I'm trying to localize sounds for 2-channel (left/right) headphones. After looking at some binaural recordings, it's apparent that 5.1 surround sound headphones are an unnecessary gimmic, as the human auditory system uses a number of audio cues to localize sounds with just 2-channels.
Two approaches for producing such 3D audio are:
1. Record with binaural microphones (one placed inside each ear or the ears of a mannequin head), capturing the sound as it would be heard if one were actually there. This I would call the brute force approach; the auditory analogue of motion capture.
2. Use HRTF (head-related transfer functions) and position data to localize monaural sounds synthetically.
What, if any, HRTF data does XNA's audio system use when localizing sounds with Cue.Apply3D.
Does or can XNA itself distinguish between 2-channel speakers and headphones when rendering 3D
audio?
If not, is it able to send position data to the sound card driver so the driver can use its own HRTF data for localizing sounds correctly for 2-channel headphones?
It seems to me like XNA is not capable of doing either of the above, and the results are not impressive, because I can't tell whether a sound is coming from in front of me or behind me. If a proper HRTF was used anywhere at all between the C# code and my eardrums, the audio
should sound noticeably different. If XNA doesn't use HRTF, then it probably should. Also, it really should have settings for targeting headphones specifically rather than stereo speakers, unless of course all this information is passed to the sound card driver and handled properly.
The most realistic 3D sounds you'll ever hear, besides actually being there, are going to come from in-ear 2-channel headphones. Example:
http://youtube.com/watch?v=wT1XuB95qMk (use in-ear headphones or it will suck)

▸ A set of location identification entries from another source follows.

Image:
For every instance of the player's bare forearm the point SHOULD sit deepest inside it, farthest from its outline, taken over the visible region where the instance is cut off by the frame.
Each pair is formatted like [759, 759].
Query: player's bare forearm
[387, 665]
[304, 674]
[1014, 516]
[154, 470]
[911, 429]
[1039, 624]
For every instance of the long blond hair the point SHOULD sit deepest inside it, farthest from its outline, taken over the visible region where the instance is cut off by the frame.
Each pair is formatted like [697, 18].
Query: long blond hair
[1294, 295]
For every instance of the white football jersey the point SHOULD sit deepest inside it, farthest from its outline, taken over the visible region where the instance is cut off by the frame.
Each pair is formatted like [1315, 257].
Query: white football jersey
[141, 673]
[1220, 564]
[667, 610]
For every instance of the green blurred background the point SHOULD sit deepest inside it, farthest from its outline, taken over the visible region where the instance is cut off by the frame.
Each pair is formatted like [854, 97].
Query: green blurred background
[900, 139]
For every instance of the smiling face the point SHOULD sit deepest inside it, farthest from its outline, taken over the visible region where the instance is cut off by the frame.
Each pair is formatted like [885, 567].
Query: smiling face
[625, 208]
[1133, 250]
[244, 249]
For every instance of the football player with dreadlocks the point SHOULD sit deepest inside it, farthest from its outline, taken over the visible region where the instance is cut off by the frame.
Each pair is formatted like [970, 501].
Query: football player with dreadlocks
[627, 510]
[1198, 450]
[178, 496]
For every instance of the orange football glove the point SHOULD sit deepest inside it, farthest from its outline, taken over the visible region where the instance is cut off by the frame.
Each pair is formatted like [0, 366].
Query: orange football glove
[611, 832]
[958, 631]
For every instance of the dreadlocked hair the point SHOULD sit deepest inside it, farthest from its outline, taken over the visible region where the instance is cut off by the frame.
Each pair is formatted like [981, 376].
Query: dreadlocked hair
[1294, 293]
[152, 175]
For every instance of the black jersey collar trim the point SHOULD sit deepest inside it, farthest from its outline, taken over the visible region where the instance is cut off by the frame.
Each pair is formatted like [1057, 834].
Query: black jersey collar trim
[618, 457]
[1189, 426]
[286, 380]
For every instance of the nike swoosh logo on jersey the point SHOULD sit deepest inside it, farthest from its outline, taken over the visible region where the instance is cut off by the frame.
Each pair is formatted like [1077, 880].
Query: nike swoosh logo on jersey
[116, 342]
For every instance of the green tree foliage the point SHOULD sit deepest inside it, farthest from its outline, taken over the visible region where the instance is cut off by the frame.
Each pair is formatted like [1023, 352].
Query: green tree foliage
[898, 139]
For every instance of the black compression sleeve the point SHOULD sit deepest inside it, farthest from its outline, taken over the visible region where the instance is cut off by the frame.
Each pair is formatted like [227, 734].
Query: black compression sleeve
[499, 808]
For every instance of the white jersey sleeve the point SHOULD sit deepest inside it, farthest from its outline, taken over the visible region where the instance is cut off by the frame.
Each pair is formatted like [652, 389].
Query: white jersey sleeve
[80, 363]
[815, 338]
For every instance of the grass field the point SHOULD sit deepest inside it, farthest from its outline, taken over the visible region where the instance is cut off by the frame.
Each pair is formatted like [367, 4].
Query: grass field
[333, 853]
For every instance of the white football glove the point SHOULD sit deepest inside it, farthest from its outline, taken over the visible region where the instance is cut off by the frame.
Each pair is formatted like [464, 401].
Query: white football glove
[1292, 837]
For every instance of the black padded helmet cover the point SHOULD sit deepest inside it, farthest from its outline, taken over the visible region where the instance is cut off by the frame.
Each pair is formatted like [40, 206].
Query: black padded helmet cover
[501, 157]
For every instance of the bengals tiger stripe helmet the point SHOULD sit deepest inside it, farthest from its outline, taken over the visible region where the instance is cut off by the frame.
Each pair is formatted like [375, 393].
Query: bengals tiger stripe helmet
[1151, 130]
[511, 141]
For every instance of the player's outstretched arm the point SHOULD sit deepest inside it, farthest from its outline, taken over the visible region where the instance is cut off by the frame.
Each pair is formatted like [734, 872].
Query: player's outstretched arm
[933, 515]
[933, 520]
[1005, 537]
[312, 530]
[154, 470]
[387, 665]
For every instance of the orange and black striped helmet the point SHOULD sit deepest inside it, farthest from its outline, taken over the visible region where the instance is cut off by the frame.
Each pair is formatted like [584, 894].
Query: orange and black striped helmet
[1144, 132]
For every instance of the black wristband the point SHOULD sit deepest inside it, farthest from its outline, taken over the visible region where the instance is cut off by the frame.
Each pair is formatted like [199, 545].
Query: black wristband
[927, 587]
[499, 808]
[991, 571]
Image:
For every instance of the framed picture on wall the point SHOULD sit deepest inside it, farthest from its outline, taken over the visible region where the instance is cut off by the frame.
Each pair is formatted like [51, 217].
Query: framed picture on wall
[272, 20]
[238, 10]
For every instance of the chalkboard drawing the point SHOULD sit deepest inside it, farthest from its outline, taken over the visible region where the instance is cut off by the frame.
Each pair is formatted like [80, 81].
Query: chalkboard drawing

External speakers, unfortunately, have "sweet spots", and 5.1 and even 7.1 surround is cheezy and sounds flat if your outside the sweet spot. It's also lazy to handle 3D audio by simply balancing the sound across 5 or 7 speakers, and I certainly hope such an approach is never used for 2-speakers (that would be stereo, the stuff that sounds like its inside your head rather than all around you). All modern games should use HRTFs to properly localize sounds for 2-channel headphones. Binaural recording's won't cut it, because characters are always spinning around relative to sound sources (unless of course you record the sound a hundred times from various positions, and cue/transition to the correct recording as the player turns while keeping them all synchronized).